Magazine article New York Times Upfront

How to Read a Stock Table

Magazine article New York Times Upfront

How to Read a Stock Table

Article excerpt

The stock pages in the newspaper may look like secret code. But you can learn a lot about stocks once you know how to read them.

Here's an example using the listing for Yahoo Inc., the Internet portal, which is sold on the exchange. The listing is adapted from The New York Times of February 15, 2001, and reflects trading on the previous day.

The highest and lowest prices paid for a share of stock in the past year in dollars.
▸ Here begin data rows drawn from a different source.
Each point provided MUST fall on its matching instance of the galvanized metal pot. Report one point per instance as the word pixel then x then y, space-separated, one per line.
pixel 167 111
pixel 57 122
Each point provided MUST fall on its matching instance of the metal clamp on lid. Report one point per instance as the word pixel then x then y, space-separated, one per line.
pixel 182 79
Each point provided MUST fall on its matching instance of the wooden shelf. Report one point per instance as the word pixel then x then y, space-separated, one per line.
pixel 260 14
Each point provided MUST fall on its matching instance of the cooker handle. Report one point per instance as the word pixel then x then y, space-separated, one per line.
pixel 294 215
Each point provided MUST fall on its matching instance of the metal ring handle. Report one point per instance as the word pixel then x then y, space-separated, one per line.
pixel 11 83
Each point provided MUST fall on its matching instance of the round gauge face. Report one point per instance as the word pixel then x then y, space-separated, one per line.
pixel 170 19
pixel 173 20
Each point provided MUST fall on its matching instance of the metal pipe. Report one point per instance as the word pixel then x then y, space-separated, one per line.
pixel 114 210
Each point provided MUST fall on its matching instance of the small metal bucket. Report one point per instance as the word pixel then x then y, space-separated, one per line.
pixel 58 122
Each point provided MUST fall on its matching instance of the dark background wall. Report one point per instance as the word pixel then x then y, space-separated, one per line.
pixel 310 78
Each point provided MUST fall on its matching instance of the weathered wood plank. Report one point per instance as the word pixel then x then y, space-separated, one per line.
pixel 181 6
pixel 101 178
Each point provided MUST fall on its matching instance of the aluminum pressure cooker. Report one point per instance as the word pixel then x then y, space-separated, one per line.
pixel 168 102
These figures can show you whether today's price is high or low for this stock. The difference between high and low also tells how volatile, or unstable, a stock is.

Percent yield--the dividend divided by the stock's closing price--is one way of evaluating a stock's worth. It tells how much a stock pays compared with how much it costs. Because Yahoo pays no dividend, this column is left blank.
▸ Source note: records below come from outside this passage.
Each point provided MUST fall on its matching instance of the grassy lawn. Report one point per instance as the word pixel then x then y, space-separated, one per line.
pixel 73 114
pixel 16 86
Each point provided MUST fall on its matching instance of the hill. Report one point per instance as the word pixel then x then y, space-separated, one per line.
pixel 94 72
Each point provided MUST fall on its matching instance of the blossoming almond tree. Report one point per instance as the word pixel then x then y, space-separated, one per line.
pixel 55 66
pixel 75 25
High, low, and close (sometimes called last) are the highest and lowest prices at which the stock sold during the day, and its final price when the market closed. (Prices are sometimes reported in fractions of dollars--6 1/4 means $6.25.)

The change--the difference between a stock's closing price that day and its closing price the clay before--shows whether the price is going up or down. A minus sign means the price went down; a plus sign means it went up. …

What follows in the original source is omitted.